RBC tests distributed ledger for remittances and loyalty programme

RBC tests distributed ledger for remittances and loyalty programme

The Royal Bank of Canada (RBC) is the latest financial services giant to go public with its distributed ledger progress, confirming that it is working with Ripple on cross-border payments and experimenting with a blockchain-based loyalty platform.

RBC, which operates in 40 countries, began looking into the how it could use the technology behind bitcoin to make cross-border payments cheaper and more efficient two years ago, Eddy Ortiz, VP of solution acceleration and innovation told Deloitte University Press.

Eventually the bank settled on Ripple, which is already working with a number of Tier 1 banks - including RBS and CBA - and this week boasted that its network and native currency could save banks up to 60% on costs associated with global interbank settlements.

RBC and Ripple are carrying out a limited-production proof of concept to test scalability, reliability, security, and performance, A large-scale deployment could follow and using the technology in other areas is also being investigated, says the Deloitte article.

In addition, RBC is working on how it can use a blockchain to engage customers in real time for a loyalty programme, explaining how points and rewards are accruing as products and services are used. Customers could also use the system to engage with the bank's partners for real-time redemption.

“Our customers will be able to see their points accrue each time they use their RBC credit card. And the reward points become like liquid cash, enabled by blockchain," says Ortiz.

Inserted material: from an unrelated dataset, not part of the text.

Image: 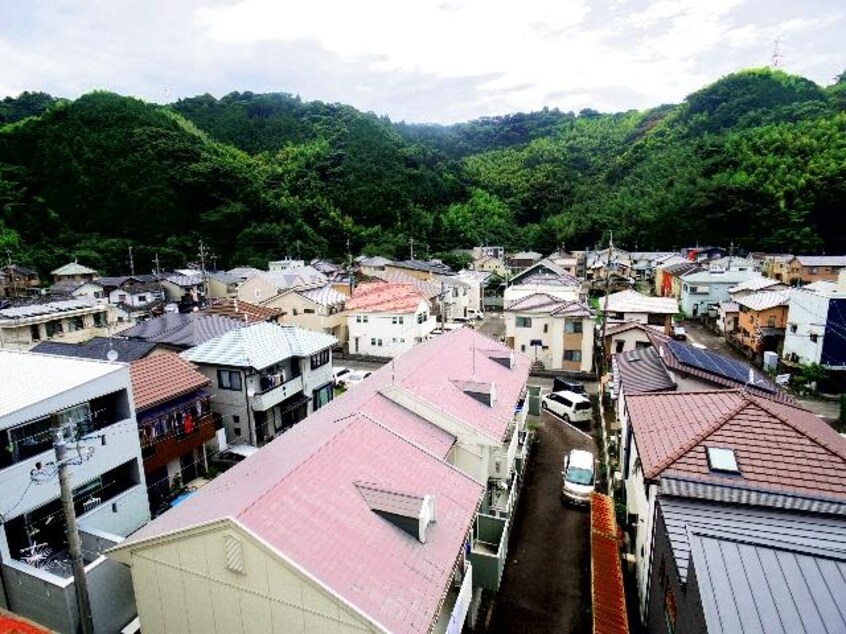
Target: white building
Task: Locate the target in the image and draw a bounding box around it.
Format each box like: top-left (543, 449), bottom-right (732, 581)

Separately, Japan's Orix, Shizuoka Bank and NTT Data have set up a joint blockchain research project. The partners plan to build a prototype system and use distributed ledger tech to carry out proof-of-concept testing in areas such as overseas remittances and settlement services.

The firms say that they also hope to bring in players from other other industries to investigate the use of blockchains in fields outside of financial services.